BY SUSAN KEETER
Levi Haddad was about to turn 4 when he went with his mother to her doctor’s appointment in November 2017. The youngster was tugging on his ears. The doctor felt a line of bumps where Levi’s neck met his shoulders, prescribed antibiotics and scheduled a follow-up appointment in two weeks.
Laurin Haddad remembers that her son had been increasingly tired and congested, symptoms that mimicked allergies. Four days after the doctor’s appointment, Levi was so exhausted that he lay on the floor during his birthday party. At night, his snores turned into gasps for breath. The next morning, Haddad called the doctor to ask for blood tests and took Levi to an urgent care center.
After the blood work was done, mother and son tried to enjoy a pancake breakfast at The Gem Diner on Spencer Street in Syracuse. Before noon, their family doctor called with the results from the laboratory. She told them to immediately go to the emergency department at Upstate.
Levi was admitted to the Upstate Golisano Children’s Hospital. The next morning, he received his first treatment for T-cell acute lymphoblastic leukemia, under the care of pediatric hematologist/oncologist Philip Monteleone, MD, in Upstate’s Waters Center for Children’s Cancer and Blood Disorders.
For the first six months of treatment, Levi and his mother alternated between hospital stays and time at home, in relative isolation. Haddad wanted to protect her son from exposure to infections while his immune system was depressed by chemotherapy. She kept family and friends updated through a free website called CaringBridge.org.
Levi received a variety of cancer medications, in liquid and pill form, and through intravenous lines.
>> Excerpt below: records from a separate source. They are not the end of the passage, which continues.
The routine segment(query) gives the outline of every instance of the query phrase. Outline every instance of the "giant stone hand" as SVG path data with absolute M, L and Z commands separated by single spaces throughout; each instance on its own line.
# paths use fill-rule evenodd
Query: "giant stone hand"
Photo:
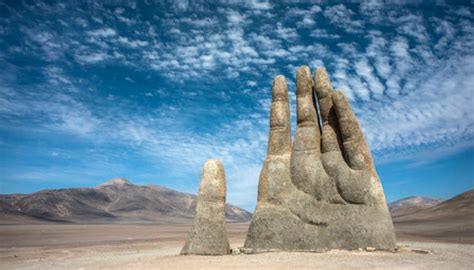
M 277 76 L 267 157 L 245 247 L 394 248 L 382 186 L 344 94 L 332 89 L 325 69 L 317 68 L 313 80 L 303 66 L 296 75 L 296 99 L 292 144 L 288 88 L 285 78 Z

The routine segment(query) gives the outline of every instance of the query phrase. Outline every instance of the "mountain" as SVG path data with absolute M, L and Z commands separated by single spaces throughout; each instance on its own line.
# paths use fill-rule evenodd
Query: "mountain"
M 388 208 L 392 217 L 395 218 L 433 207 L 441 202 L 443 202 L 441 199 L 416 196 L 389 203 Z
M 474 189 L 434 206 L 394 216 L 393 223 L 397 237 L 474 244 Z
M 415 213 L 396 217 L 396 220 L 455 220 L 468 218 L 474 221 L 474 189 Z
M 123 178 L 95 188 L 42 190 L 0 195 L 0 224 L 41 223 L 190 223 L 196 196 L 163 186 L 138 186 Z M 229 222 L 247 222 L 251 214 L 226 204 Z

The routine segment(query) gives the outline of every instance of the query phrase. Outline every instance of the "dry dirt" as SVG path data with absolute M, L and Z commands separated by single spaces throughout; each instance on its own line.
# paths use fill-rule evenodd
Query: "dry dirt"
M 243 245 L 247 227 L 228 224 L 233 248 Z M 406 235 L 400 235 L 399 245 L 431 253 L 333 250 L 179 256 L 188 230 L 189 225 L 0 226 L 0 269 L 472 269 L 474 265 L 474 245 Z

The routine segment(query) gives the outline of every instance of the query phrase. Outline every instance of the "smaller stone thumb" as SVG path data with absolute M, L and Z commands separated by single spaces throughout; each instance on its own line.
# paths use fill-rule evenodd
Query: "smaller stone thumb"
M 218 159 L 210 159 L 204 164 L 199 186 L 198 203 L 212 202 L 225 205 L 226 183 L 224 166 Z
M 208 160 L 202 170 L 193 226 L 181 254 L 229 254 L 225 195 L 224 167 L 217 159 Z

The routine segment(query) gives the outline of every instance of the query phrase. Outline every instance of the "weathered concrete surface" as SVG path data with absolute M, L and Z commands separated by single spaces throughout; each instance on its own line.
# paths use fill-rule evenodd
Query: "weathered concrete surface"
M 296 75 L 291 144 L 285 78 L 273 82 L 268 152 L 245 247 L 267 250 L 395 248 L 379 177 L 359 123 L 323 68 Z M 321 116 L 321 123 L 318 119 Z
M 225 223 L 226 180 L 219 160 L 204 165 L 196 214 L 181 254 L 224 255 L 230 253 Z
He submitted to lumbar punctures — needle sticks in his lower back — and had to take steroids.
Laurin Haddad acknowledges difficulty, especially when Levi’s “steroid monster” appears. That’s her description of the medication’s side effects: lethargy, salt cravings, physical pain and anger.
But many times Levi is still her kind-hearted son with the sweet smile. Haddad remembers one visit at the Upstate Cancer Center. Levi saw a little girl crying because she had to get a lumbar puncture. “It’ll be OK,” Levi told her as he put his arm around her. “It’s not that bad.”
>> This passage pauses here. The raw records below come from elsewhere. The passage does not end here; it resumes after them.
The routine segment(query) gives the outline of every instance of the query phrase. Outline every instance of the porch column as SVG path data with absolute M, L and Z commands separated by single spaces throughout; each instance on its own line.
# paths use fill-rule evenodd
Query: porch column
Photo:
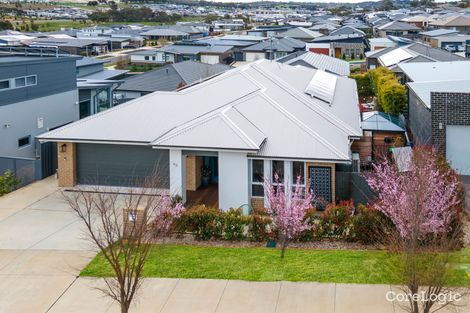
M 77 162 L 75 143 L 57 143 L 57 165 L 59 187 L 75 186 L 75 184 L 77 183 Z
M 292 185 L 292 161 L 284 161 L 284 188 L 287 189 Z
M 184 188 L 185 162 L 180 149 L 170 149 L 170 194 L 180 195 L 186 201 Z
M 249 204 L 246 153 L 219 152 L 219 208 L 228 210 Z
M 263 162 L 263 171 L 264 171 L 264 177 L 265 179 L 268 179 L 270 182 L 272 182 L 272 173 L 271 173 L 271 160 L 264 160 Z M 268 202 L 268 197 L 266 195 L 266 190 L 264 190 L 264 207 L 267 208 L 269 205 Z

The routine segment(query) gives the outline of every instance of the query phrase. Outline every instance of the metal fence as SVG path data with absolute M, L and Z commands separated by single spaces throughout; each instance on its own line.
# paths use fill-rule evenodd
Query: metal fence
M 336 172 L 336 200 L 350 200 L 366 204 L 375 198 L 363 173 Z
M 0 175 L 8 170 L 20 179 L 22 187 L 41 178 L 41 160 L 0 157 Z

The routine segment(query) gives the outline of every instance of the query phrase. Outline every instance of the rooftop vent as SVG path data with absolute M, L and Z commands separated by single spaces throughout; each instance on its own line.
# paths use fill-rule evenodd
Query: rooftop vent
M 317 70 L 305 88 L 305 93 L 331 105 L 335 96 L 337 76 Z

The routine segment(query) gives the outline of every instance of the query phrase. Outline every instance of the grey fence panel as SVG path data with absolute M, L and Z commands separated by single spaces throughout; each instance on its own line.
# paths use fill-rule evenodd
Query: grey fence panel
M 367 204 L 375 199 L 374 192 L 362 173 L 336 172 L 336 200 L 350 200 Z
M 22 187 L 40 179 L 41 162 L 36 159 L 0 157 L 0 175 L 8 170 L 20 179 Z

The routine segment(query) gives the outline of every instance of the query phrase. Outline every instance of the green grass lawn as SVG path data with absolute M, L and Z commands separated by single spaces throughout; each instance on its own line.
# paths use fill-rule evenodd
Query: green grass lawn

In April 2018, with Monteleone’s approval, Levi returned to pre-kindergarten at the Jewish Community Center in Syracuse. His mother went back to her law practice, part time, and worked around Levi’s weekly chemotherapy treatments and hospitalizations. In August, the JCC hosted a blood drive and a bone marrow donor drive in Levi’s honor. At that time, his treatments followed a 10-day cycle: chemotherapy and an appointment at the Upstate Cancer Center, then home for 10 days.
Now, Levi is receiving maintenance chemotherapy. He has monthly intravenous treatments at Upstate and takes steroids for a week each month. Twice in three months, he has a lumbar puncture to inject chemotherapy into his spinal fluid. He takes a pill once a day, plus an additional pill once a week. This treatment is scheduled to continue until April 2020.
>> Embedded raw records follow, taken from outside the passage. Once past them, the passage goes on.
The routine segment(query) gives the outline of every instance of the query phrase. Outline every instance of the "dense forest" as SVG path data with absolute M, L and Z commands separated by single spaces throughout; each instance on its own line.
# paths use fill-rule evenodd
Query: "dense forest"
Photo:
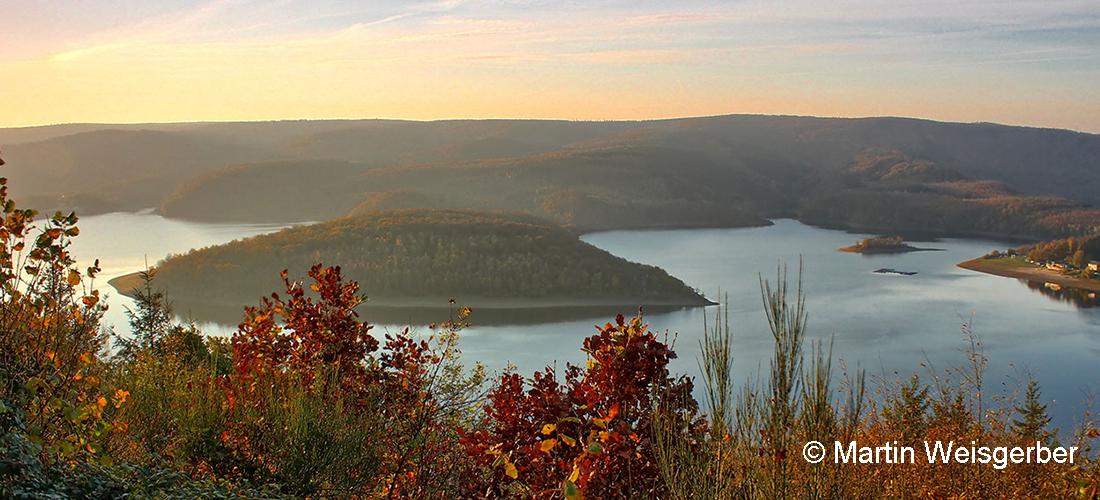
M 388 305 L 706 302 L 659 268 L 533 217 L 460 210 L 371 212 L 194 250 L 157 264 L 155 283 L 174 297 L 249 304 L 283 269 L 316 262 L 339 263 L 372 303 Z
M 1089 261 L 1100 260 L 1100 236 L 1045 241 L 1021 248 L 1018 253 L 1035 262 L 1067 262 L 1084 268 Z
M 868 231 L 1097 230 L 1100 136 L 901 118 L 322 120 L 0 130 L 17 198 L 206 221 L 522 211 L 577 232 L 797 217 Z M 288 193 L 288 185 L 294 192 Z

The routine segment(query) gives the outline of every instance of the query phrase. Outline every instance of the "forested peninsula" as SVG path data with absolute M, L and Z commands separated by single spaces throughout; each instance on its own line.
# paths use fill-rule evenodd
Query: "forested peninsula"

Throughout it all, Levi has been busy at his pre-kindergarten class, working to make up for the six months of school he missed.
Haddad says she has learned a lot in the year since her son’s diagnosis. “When your child has cancer, you see his life as more precious.
“You are terrified,” she admits. “But you can’t interfere with your child’s happiness. So you paint a smile on your face and figure out how to get your lives back to normal as much as possible.”
What is T-cell acute lymphoblastic leukemia?
Acute lymphoblastic leukemia (ALL) is the most common childhood malignancy, found in approximately one-third of all newly diagnosed pediatric cancer patients.
ALL is a blood cancer in which too many lymphoblasts (immature white blood cells) are found in the bone marrow and blood. The T-cell type is fast-growing and found in 10 to 25 percent of pediatric ALL cases. Children with T-cell ALL typically receive more and higher doses of anticancer drugs than children with the more common early B-cell subtype.
Symptoms of ALL include fever; easy bruising or bleeding; loss of appetite; pale pallor; tiredness and weakness; bone or joint pain; pain or feeling of fullness below the ribs; painless lumps in the neck, underarms, stomach or groin; and petechiae, which are flat, pinpoint, dark red spots beneath the skin caused by bleeding.
Sources: National Cancer Institute and Atlas of Genetics and Cytogenetics in Oncology and Haemotology
This article appears in the winter 2019 issue of Cancer Care magazine.